A malicious campaign was found using a technique called Domain Fronting to mask command and control traffic by exploiting a legitimate Myanmar government-owned domain to route communications to a server controlled by an attacker in an attempt to evade the detection.
The threat, which was observed in September 2021, deployed Cobalt Strike payloads as a springboard to launch further attacks, with the adversary using a domain associated with the Myanmar Digital News Network, a state-owned digital newspaper, such as facade for their Beacons. .
“When Beacon is launched, it submits a DNS query for a legitimate, high-reputation domain hosted behind the Cloudflare infrastructure and changes the header of subsequent HTTPs requests to ask the CDN to direct traffic to a host controlled by an attacker Cisco researchers Talos Chetan Raghuprasad, Vanja Svajcer and Asheer Malhotra said in a technical analysis released Tuesday.

Originally released in 2012 to address perceived gaps in the Metasploit penetration testing and hacking framework, Cobalt Strike is a popular red team software used by penetration testers to emulate threat actor activity in a network. .
But as the utility simulates attacks by actually performing those attacks, the software has increasingly emerged as a formidable weapon in the hands of malware operators, who use it as an initial access payload allowing attackers to perform a wide range of post-attacks. operating activities, including lateral movements and deploy a wide range of malware.

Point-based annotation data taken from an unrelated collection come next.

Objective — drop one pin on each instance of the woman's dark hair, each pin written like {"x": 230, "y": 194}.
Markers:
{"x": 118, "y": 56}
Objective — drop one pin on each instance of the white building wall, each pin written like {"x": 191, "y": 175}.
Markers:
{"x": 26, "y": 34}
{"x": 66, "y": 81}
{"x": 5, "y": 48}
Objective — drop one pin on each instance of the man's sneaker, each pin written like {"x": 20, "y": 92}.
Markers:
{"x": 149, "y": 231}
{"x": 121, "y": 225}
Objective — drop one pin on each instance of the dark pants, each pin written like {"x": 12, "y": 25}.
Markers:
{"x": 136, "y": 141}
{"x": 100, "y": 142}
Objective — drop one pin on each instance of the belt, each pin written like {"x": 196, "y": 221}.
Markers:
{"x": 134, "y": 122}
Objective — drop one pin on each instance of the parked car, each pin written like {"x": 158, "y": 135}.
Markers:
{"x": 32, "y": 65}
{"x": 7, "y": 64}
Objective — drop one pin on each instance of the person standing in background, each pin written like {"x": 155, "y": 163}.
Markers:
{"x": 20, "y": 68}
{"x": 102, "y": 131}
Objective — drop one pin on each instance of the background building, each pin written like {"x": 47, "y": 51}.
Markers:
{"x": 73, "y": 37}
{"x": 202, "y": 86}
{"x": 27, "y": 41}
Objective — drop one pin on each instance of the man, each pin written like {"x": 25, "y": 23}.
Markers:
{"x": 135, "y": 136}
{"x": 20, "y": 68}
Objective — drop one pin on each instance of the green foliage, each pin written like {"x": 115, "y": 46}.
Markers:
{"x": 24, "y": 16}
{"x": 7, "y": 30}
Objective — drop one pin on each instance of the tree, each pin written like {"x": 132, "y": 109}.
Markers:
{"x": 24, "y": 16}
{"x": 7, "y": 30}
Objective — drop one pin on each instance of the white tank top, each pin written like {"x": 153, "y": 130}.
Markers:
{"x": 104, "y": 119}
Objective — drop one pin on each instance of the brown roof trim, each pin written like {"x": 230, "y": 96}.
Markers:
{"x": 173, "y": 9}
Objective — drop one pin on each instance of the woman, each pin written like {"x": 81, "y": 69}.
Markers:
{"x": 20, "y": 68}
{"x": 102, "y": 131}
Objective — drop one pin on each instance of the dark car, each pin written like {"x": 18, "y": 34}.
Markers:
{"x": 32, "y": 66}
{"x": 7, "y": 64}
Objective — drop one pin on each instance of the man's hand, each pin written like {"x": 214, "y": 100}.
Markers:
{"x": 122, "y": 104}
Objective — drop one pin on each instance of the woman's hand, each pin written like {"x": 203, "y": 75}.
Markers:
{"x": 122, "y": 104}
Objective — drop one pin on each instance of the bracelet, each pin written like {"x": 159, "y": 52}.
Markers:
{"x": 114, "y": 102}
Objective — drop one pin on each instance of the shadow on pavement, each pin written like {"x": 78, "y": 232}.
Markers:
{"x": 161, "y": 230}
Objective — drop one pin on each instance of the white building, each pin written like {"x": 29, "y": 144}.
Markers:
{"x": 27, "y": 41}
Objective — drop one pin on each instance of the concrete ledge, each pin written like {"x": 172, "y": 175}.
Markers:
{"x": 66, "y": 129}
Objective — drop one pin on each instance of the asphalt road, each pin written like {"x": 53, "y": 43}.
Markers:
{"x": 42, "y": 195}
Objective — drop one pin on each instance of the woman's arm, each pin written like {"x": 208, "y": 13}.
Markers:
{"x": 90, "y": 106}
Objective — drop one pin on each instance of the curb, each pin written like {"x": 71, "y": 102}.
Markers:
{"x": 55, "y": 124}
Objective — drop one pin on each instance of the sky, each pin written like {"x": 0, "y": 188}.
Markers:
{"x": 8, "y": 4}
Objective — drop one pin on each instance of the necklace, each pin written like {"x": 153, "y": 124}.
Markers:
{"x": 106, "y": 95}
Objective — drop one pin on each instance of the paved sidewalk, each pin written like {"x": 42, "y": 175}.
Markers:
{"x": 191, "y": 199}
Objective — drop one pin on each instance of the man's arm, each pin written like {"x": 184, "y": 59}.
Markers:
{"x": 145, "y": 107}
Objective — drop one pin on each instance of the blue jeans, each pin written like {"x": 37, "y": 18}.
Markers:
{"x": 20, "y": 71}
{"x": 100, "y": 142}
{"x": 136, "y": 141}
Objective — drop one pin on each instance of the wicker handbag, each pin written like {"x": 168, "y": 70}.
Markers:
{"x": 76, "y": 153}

Cobalt Strike Beacon Traffic |
While malicious actors can get Cobalt Strike by purchasing the tool directly from the vendor’s website for $ 3,500 per user for a one-year license, it can also be purchased on the dark web through underground hacking forums. , or, alternatively, get your hands on cracked, illegitimate versions of the software.

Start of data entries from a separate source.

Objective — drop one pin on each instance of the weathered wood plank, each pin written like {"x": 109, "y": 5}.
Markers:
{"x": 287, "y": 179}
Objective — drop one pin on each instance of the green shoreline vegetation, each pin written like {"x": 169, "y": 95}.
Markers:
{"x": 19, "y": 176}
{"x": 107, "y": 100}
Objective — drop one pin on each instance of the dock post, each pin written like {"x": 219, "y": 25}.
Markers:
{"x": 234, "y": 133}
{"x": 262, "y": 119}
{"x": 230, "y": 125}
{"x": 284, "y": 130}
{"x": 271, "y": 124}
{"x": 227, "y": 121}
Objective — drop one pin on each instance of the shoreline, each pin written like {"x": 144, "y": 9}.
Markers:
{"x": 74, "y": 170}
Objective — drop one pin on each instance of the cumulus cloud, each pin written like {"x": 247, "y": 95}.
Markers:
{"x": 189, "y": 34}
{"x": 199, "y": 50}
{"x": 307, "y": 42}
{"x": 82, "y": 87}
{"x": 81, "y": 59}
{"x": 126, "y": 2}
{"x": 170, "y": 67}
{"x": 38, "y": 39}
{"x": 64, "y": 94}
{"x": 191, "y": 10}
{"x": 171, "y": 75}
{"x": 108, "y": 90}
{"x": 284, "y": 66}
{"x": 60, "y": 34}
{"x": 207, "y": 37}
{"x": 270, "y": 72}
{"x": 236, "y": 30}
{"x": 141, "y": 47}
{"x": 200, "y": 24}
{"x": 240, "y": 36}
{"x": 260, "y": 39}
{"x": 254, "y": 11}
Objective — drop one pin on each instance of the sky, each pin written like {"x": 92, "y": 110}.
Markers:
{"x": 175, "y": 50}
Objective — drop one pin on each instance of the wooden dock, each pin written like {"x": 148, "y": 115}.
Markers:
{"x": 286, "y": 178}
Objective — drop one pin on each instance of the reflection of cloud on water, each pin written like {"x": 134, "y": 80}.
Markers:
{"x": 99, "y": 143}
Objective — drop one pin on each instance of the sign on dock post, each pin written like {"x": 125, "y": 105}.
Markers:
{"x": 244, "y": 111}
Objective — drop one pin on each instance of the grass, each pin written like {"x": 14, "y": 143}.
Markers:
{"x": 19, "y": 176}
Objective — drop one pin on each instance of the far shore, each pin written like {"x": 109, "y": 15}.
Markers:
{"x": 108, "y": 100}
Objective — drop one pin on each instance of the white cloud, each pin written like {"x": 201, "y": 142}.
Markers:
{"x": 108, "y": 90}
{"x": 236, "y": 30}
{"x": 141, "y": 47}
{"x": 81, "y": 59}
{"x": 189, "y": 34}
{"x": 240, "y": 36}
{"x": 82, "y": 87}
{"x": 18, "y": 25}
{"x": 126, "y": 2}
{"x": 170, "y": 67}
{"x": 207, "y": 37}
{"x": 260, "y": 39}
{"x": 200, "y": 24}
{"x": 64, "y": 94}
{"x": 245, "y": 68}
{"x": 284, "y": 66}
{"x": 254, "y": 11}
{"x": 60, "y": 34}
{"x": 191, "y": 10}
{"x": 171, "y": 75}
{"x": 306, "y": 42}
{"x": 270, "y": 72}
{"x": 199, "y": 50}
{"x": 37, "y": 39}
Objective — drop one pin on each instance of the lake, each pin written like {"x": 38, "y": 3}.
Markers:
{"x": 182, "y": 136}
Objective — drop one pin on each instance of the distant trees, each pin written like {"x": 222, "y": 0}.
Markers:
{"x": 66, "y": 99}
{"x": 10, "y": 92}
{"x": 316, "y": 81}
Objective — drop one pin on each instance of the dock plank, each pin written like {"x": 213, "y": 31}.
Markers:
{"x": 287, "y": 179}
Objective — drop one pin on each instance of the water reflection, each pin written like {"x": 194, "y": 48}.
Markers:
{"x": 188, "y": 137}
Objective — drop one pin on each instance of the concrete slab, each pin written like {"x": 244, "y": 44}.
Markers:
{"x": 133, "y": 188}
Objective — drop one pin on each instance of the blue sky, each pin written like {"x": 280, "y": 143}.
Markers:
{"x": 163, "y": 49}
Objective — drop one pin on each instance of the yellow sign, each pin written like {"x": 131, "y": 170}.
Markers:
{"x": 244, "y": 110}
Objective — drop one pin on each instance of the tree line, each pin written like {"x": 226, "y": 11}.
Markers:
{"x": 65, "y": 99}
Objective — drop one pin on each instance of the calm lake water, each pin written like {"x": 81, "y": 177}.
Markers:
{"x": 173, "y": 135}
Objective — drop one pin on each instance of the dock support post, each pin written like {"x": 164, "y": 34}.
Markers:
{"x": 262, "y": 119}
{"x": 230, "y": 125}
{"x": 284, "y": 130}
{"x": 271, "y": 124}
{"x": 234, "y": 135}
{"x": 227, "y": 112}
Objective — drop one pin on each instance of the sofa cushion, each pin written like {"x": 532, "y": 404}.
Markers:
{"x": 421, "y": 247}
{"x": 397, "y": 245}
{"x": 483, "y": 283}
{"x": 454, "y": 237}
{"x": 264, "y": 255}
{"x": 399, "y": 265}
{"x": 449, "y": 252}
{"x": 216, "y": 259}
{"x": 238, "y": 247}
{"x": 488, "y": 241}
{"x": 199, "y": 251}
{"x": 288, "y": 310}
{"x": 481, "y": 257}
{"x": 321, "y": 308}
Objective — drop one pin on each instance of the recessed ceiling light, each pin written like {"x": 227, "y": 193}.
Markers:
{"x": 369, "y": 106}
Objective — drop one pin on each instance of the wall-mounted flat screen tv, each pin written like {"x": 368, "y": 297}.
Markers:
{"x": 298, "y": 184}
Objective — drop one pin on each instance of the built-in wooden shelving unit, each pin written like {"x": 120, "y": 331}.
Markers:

In the latest campaign seen by Talos, running the beacon causes the victim machine to send the initial DNS request to the government-owned host, while the actual command and control (C2) traffic is redirected stealthily towards a controlled attacker. server, effectively mimicking legitimate traffic patterns in an attempt to evade detection by security solutions.

“While the default C2 domain was specified as www[.]mdn[.]government[.]mm, the traffic from the beacon has been redirected to the de facto C2 test[.]sweet lemon[.]net via the HTTP Get and POST metadata specified in the tag configuration, “the researchers said.” The DNS query for the initial host resolves to an IP address owned by Cloudflare which allows the attacker to use the domain front and send the traffic to the actual C2. host test[.]sweet lemon[.]net, also commissioned by Cloudflare. “
Server C2, however, is no longer active, according to the researchers, who noted that it is a Windows server running Internet Information Services (IIS).

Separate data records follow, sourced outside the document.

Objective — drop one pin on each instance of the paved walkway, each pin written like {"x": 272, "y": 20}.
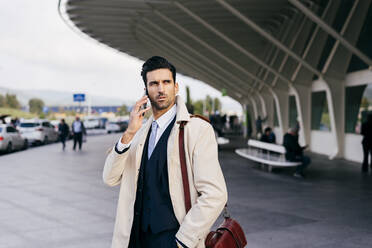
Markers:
{"x": 50, "y": 198}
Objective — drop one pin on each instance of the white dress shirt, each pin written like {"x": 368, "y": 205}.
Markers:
{"x": 163, "y": 122}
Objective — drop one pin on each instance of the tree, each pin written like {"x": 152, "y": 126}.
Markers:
{"x": 123, "y": 110}
{"x": 11, "y": 101}
{"x": 36, "y": 105}
{"x": 364, "y": 104}
{"x": 2, "y": 101}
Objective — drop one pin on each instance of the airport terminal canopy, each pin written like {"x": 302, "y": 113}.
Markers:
{"x": 272, "y": 56}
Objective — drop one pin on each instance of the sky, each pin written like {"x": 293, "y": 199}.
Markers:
{"x": 39, "y": 51}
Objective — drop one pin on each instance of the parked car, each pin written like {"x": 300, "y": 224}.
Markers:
{"x": 11, "y": 139}
{"x": 38, "y": 131}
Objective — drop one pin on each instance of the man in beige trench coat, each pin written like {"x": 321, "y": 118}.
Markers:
{"x": 145, "y": 162}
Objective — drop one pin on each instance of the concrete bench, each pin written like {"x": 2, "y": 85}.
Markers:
{"x": 268, "y": 154}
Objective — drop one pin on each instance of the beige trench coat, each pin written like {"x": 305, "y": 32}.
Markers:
{"x": 204, "y": 172}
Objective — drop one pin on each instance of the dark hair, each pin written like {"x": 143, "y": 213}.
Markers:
{"x": 154, "y": 63}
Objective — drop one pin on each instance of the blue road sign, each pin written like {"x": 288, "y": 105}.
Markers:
{"x": 79, "y": 97}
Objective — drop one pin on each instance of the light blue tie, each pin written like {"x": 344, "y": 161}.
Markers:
{"x": 154, "y": 129}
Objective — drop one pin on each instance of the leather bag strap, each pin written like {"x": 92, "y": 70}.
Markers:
{"x": 185, "y": 178}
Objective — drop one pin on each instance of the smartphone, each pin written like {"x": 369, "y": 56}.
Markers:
{"x": 144, "y": 106}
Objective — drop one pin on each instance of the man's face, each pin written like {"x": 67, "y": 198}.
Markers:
{"x": 161, "y": 88}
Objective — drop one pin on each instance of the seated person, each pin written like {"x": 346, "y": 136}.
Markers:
{"x": 294, "y": 152}
{"x": 268, "y": 136}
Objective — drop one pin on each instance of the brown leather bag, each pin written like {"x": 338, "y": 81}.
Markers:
{"x": 229, "y": 234}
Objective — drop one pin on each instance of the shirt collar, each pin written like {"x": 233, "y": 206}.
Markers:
{"x": 167, "y": 117}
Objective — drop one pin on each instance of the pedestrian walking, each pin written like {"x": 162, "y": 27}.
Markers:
{"x": 146, "y": 163}
{"x": 78, "y": 131}
{"x": 367, "y": 143}
{"x": 64, "y": 131}
{"x": 295, "y": 152}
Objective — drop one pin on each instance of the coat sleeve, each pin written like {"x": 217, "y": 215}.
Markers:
{"x": 114, "y": 166}
{"x": 210, "y": 184}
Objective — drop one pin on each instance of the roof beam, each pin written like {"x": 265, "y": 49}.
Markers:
{"x": 267, "y": 35}
{"x": 311, "y": 41}
{"x": 328, "y": 29}
{"x": 337, "y": 43}
{"x": 230, "y": 41}
{"x": 291, "y": 45}
{"x": 284, "y": 33}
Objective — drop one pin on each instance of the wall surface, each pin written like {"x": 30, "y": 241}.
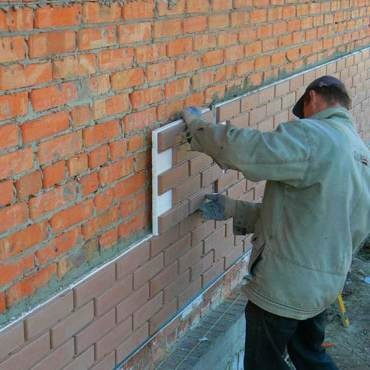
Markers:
{"x": 81, "y": 88}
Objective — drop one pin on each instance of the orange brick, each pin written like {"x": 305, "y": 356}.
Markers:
{"x": 172, "y": 27}
{"x": 10, "y": 271}
{"x": 187, "y": 64}
{"x": 52, "y": 200}
{"x": 6, "y": 193}
{"x": 89, "y": 183}
{"x": 150, "y": 53}
{"x": 14, "y": 163}
{"x": 49, "y": 43}
{"x": 195, "y": 24}
{"x": 12, "y": 49}
{"x": 77, "y": 164}
{"x": 138, "y": 10}
{"x": 110, "y": 106}
{"x": 72, "y": 66}
{"x": 160, "y": 71}
{"x": 8, "y": 136}
{"x": 45, "y": 126}
{"x": 99, "y": 13}
{"x": 71, "y": 216}
{"x": 137, "y": 32}
{"x": 115, "y": 171}
{"x": 177, "y": 88}
{"x": 109, "y": 60}
{"x": 179, "y": 46}
{"x": 16, "y": 76}
{"x": 30, "y": 184}
{"x": 218, "y": 21}
{"x": 60, "y": 147}
{"x": 16, "y": 19}
{"x": 117, "y": 149}
{"x": 94, "y": 38}
{"x": 140, "y": 120}
{"x": 98, "y": 157}
{"x": 18, "y": 242}
{"x": 49, "y": 97}
{"x": 126, "y": 79}
{"x": 101, "y": 133}
{"x": 12, "y": 216}
{"x": 30, "y": 284}
{"x": 196, "y": 6}
{"x": 147, "y": 96}
{"x": 80, "y": 115}
{"x": 58, "y": 16}
{"x": 53, "y": 174}
{"x": 13, "y": 105}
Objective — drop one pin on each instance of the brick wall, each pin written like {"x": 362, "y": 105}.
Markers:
{"x": 81, "y": 87}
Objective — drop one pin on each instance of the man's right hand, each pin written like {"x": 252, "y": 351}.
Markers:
{"x": 218, "y": 207}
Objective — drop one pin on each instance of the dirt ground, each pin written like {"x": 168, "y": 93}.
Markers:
{"x": 351, "y": 350}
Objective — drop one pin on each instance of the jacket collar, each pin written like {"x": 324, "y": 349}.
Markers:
{"x": 338, "y": 112}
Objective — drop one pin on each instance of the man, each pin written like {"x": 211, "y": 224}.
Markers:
{"x": 315, "y": 213}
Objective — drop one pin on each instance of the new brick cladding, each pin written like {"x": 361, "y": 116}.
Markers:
{"x": 81, "y": 86}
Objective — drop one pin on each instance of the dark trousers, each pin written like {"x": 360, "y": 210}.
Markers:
{"x": 268, "y": 337}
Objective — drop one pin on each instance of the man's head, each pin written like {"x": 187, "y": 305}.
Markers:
{"x": 322, "y": 93}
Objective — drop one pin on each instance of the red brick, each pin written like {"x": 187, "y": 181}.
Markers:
{"x": 109, "y": 60}
{"x": 147, "y": 96}
{"x": 74, "y": 66}
{"x": 12, "y": 49}
{"x": 45, "y": 126}
{"x": 15, "y": 105}
{"x": 126, "y": 79}
{"x": 61, "y": 356}
{"x": 30, "y": 184}
{"x": 20, "y": 19}
{"x": 44, "y": 318}
{"x": 29, "y": 285}
{"x": 62, "y": 146}
{"x": 53, "y": 174}
{"x": 147, "y": 310}
{"x": 94, "y": 286}
{"x": 83, "y": 361}
{"x": 48, "y": 17}
{"x": 17, "y": 76}
{"x": 49, "y": 43}
{"x": 11, "y": 339}
{"x": 12, "y": 216}
{"x": 95, "y": 38}
{"x": 131, "y": 343}
{"x": 29, "y": 355}
{"x": 137, "y": 32}
{"x": 52, "y": 96}
{"x": 110, "y": 106}
{"x": 72, "y": 215}
{"x": 99, "y": 13}
{"x": 195, "y": 24}
{"x": 132, "y": 303}
{"x": 144, "y": 273}
{"x": 167, "y": 28}
{"x": 72, "y": 324}
{"x": 115, "y": 337}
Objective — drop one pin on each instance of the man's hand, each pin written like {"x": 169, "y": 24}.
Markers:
{"x": 218, "y": 207}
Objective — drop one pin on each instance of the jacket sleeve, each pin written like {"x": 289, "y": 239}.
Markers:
{"x": 245, "y": 217}
{"x": 281, "y": 155}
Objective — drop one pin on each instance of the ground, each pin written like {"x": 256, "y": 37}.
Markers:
{"x": 351, "y": 346}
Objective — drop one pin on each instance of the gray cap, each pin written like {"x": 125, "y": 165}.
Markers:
{"x": 324, "y": 81}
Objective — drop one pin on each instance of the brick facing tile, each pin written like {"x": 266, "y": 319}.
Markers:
{"x": 72, "y": 324}
{"x": 93, "y": 287}
{"x": 47, "y": 316}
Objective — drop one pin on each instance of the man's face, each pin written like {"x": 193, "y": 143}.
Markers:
{"x": 315, "y": 104}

“Domain fronting can be accomplished with a redirect between the malicious server and the target. Malicious actors can misuse various content delivery networks (CDNs) to configure service content redirects to content served by C2 hosts controlled by an attacker, ”the researchers said. . “Defenders should monitor their network traffic even to high reputation domains to identify potential domain front attacks with Cobalt Strike and other offensive tools.”